Recomiendo:
0

Una mirada a las campañas políticas

Guerra sucia y propuestas electorales

Fuentes: Alai

En Bolivia, dos de cada tres ciudadanos son considerados pobres: sólo el 29 por ciento ha logrado pasar la barrera de la pobreza, el 36 por ciento se encuentra en estado de indigencia total y el 34 por ciento es simplemente pobre. A nivel de América Latina, sólo Haití tiene un nivel de desarrollo humano […]

En Bolivia, dos de cada tres ciudadanos son considerados pobres: sólo el 29 por ciento ha logrado pasar la barrera de la pobreza, el 36 por ciento se encuentra en estado de indigencia total y el 34 por ciento es simplemente pobre.

A nivel de América Latina, sólo Haití tiene un nivel de desarrollo humano más bajo que Bolivia.

El país se reconoce como mayoritariamente indígena. Según datos del último Censo Nacional (INE 2001), el 62 por ciento de los bolivianos y bolivianas de 15 o más años, se identifica con algún pueblo originario: el 31 por ciento se considera quechua, el 25 por ciento aymara y el seis por ciento con otras etnias. Existen 37 pueblos o nacionalidades indígenas y originarias.

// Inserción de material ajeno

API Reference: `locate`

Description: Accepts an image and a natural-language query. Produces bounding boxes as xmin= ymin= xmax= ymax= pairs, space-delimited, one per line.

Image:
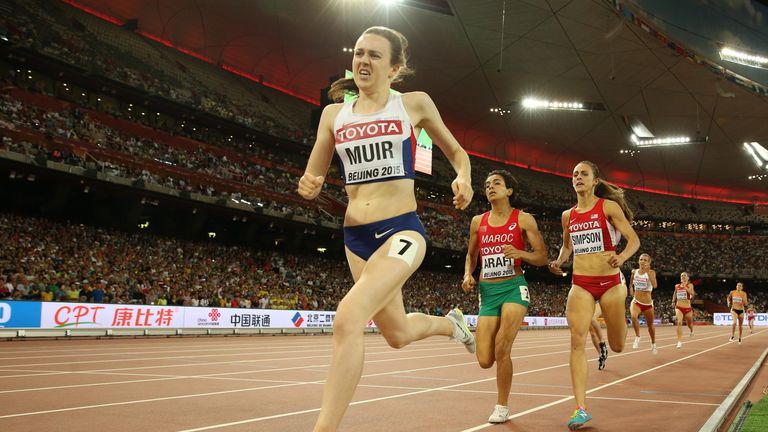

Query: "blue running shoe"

Aunque el primer artículo de la Constitución Política del Estado dice: «Bolivia, libre, independiente, soberana, multiétnica y pluricultural, constituida en república unitaria, adopta para su gobierno la forma democrática representativa, fundada en la unión y la solidaridad de todos los bolivianos», ese precepto sencillamente no se cumple.

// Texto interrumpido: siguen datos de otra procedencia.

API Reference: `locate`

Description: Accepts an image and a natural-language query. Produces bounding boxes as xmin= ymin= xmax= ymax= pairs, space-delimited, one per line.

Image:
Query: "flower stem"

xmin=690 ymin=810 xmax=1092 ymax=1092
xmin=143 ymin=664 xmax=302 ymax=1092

Este pequeño país, ubicado estratégicamente en el epicentro del continente, para colmo y producto de los intereses económicos transformados en guerras, quedó mediterráneo. Tiene apenas una superficie de 1.098.580 kilómetros cuadrados y alrededor de nueve millones de habitantes; la esperanza de vida es la más baja del continente y refleja elevados índices de pobreza, desnutrición, analfabetismo, desempleo y mortalidad infantil.

Por eso, se habla de la existencia de «dos Bolivias»: la primera, de una minoría que históricamente ha sido beneficiada económica, política y socialmente y la segunda, de la mayoría de la población que no sólo fue marginada de las decisiones sobre el destino del país, sino también explotada, discriminada y despreciada.

Producto de esa dramática realidad, la situación ha empezado a cambiar vertiginosamente.

Sólo en los últimos tres años, la fuerza de los bolivianos y bolivianas logró derrotar a dos Presidentes de la República (Gonzalo Sánchez de Lozada y Carlos Mesa Gisbert), perforar el modelo neoliberal, expulsar a transnacionales, modificar las reglas de juego y sobretodo delinear un camino de esperanza sobre el futuro del país.

Para salir de esta crisis están planteadas las elecciones generales del 4 de diciembre de 2005. La mayoría de los ciudadanos -incluidos candidatos y militantes- tienen la seguridad que en esa fecha no se resolverán los problemas sino sólo cuando se encuentren soluciones estructurales al tema de la Asamblea Constituyente, Nacionalización de los Hidrocarburos y Autonomía para los Pueblos.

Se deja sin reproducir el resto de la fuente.